You’ll see that the low-level DatasetID object is available on the high-level Dataset object as obj.id. This is true of all the high-level objects, like File and Group as well.

Finally (and don’t skip this step), we write unit tests for this feature. Since the feature is ultimately exposed at the high-level interface, it’s OK to write tests for the Dataset.storagesize property only. Unit tests for the high-level interface are located in the “tests” subfolder, right near dataset.py.

It looks like the right file is test_dataset.py. Unit tests are implemented as methods on custom unittest.UnitTest subclasses; each new feature should be tested by its own new class.
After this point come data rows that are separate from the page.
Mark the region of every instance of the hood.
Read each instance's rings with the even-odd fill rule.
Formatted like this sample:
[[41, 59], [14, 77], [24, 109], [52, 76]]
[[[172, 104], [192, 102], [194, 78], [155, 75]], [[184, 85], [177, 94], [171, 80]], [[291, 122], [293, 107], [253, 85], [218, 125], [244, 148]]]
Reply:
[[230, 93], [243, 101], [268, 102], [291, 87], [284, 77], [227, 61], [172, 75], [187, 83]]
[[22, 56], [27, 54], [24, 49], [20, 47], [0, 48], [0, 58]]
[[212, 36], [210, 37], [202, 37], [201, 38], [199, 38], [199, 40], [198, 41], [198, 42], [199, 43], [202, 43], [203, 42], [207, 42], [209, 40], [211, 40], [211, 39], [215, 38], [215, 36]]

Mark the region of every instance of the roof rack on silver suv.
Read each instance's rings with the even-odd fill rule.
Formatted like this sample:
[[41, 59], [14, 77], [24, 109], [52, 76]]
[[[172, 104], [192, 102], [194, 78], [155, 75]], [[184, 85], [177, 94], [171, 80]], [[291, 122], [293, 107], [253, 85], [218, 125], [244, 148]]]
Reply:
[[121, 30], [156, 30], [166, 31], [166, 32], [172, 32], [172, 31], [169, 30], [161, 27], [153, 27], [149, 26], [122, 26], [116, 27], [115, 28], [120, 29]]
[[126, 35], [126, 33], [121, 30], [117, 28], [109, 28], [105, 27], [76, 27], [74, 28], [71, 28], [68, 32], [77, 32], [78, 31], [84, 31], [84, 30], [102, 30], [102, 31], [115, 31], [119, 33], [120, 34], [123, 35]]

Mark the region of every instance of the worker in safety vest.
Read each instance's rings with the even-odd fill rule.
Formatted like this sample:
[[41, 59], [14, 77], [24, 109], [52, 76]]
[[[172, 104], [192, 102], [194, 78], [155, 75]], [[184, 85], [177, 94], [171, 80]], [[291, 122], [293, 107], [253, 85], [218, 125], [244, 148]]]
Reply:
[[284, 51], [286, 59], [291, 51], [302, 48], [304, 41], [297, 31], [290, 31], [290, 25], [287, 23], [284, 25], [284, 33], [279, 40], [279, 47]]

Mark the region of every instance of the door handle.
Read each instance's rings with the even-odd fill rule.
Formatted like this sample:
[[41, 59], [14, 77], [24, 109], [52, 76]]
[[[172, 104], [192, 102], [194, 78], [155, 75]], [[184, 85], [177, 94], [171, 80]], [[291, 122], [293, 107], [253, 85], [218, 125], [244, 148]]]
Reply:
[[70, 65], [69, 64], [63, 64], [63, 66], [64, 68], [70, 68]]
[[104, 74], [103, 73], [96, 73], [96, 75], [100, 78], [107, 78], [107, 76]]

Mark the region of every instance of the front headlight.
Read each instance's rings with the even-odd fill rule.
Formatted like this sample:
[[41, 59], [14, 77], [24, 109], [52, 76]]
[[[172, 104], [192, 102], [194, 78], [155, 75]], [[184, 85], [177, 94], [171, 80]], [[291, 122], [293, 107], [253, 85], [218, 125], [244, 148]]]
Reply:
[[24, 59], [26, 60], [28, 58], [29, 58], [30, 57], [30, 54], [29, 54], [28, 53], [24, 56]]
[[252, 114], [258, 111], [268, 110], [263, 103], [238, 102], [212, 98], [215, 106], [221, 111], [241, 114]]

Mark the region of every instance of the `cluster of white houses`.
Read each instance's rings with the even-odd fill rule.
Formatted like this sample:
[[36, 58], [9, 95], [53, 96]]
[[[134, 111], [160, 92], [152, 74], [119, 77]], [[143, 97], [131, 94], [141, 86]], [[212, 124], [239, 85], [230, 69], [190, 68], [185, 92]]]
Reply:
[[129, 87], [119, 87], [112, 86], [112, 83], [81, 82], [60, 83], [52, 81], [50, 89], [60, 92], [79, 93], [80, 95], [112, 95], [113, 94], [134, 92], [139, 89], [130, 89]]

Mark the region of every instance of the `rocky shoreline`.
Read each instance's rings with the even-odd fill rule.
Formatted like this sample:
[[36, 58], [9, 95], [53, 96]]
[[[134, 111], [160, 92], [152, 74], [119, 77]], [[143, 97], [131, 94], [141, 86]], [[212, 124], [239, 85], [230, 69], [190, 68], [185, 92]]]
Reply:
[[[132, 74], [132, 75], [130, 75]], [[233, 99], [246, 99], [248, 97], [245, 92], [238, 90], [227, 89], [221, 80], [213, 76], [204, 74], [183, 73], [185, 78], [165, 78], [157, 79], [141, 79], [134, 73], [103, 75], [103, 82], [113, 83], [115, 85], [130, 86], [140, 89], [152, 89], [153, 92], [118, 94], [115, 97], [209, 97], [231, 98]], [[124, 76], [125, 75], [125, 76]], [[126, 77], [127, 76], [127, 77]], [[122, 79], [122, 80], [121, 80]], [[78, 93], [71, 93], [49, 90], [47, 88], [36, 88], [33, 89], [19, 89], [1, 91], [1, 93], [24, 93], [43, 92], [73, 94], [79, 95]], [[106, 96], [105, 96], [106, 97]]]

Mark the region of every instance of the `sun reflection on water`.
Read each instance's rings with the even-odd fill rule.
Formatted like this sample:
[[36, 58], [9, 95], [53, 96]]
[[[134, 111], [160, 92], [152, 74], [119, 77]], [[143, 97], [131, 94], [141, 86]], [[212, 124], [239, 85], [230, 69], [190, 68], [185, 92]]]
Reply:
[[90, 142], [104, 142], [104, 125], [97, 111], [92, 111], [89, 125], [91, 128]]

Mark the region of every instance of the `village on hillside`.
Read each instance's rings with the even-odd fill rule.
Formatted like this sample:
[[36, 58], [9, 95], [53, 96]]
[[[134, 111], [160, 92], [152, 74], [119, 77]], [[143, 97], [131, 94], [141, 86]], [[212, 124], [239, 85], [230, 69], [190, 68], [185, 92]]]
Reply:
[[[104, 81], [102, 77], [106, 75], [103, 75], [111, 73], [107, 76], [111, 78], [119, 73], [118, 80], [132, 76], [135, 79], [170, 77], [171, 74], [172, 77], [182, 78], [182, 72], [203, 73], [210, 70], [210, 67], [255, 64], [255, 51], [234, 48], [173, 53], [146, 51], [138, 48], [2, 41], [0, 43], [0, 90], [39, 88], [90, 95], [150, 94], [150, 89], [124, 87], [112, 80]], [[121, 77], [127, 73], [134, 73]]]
In the test_dataset module, we see there’s already a subclass called BaseDataset, which implements some simple set-up and cleanup methods and provides a h5py.File object as obj.f. We’ll base our test class on that:

class TestStorageSize(BaseDataset):

    """
        Feature: Dataset.storagesize indicates how much space is used.
    """

    def test_empty(self):
        """ Empty datasets take no space on disk """
        dset = self.f.create_dataset("x", (100,100))
        self.assertEqual(dset.storagesize, 0)

    def test_data(self):
        """ Storage size is correct for non-empty datasets """
        dset = self.f.create_dataset("x", (100,), dtype='uint8')
        dset[...] = 42
        self.assertEqual(dset.storagesize, 100)

This set of tests would be adequate to get a pull request approved. We don’t test every combination under the sun (different ranks, datasets with more than 2**32 elements, datasets with the string “kumquat” in the name...), but the basic, commonly encountered set of conditions.

To build and test our changes, we have to do a few things. First of all, run the file api_gen.py to re-generate the Cython wrappers from api_functions.txt:

$ python api_gen.py

Then build the project, which recompiles h5d.pyx:

$ python setup.py build

Finally, run the test suite, which includes the two methods we just wrote:

$ python setup.py test

If the tests pass, the feature is ready for a pull request.

Adding a function only available in certain versions of HDF5

At the moment, h5py must be backwards-compatible all the way back to HDF5 1.8.4. Starting with h5py 2.2.0, it’s possible to conditionally include functions which only appear in newer versions of HDF5. It’s also possible to mark functions which requre Parallel HDF5. For example, the function H5Fset_mpi_atomicity was introduced in HDF5 1.8.9 and requires Parallel HDF5. Specifiers before the signature in api_functions.txt communicate this:

MPI 1.8.9 herr_t H5Fset_mpi_atomicity(hid_t file_id, hbool_t flag)

You can specify either, both or none of “MPI” or a version number in “X.Y.Z” format.

In the Cython code, these show up as “preprocessor” defines MPI and HDF5_VERSION. So the low-level implementation (as a method on h5py.h5f.FileID) looks like this:

IF MPI and HDF5_VERSION >= (1, 8, 9):

    def set_mpi_atomicity(self, bint atomicity):
        """ (BOOL atomicity)

        For MPI-IO driver, set to atomic (True), which guarantees sequential
        I/O semantics, or non-atomic (False), which improves  performance.

        Default is False.

        Feature requires: 1.8.9 and Parallel HDF5
        """
        H5Fset_mpi_atomicity(self.id, <hbool_t>atomicity)

High-level code can check the version of the HDF5 library, or check to see if the method is present on FileID objects.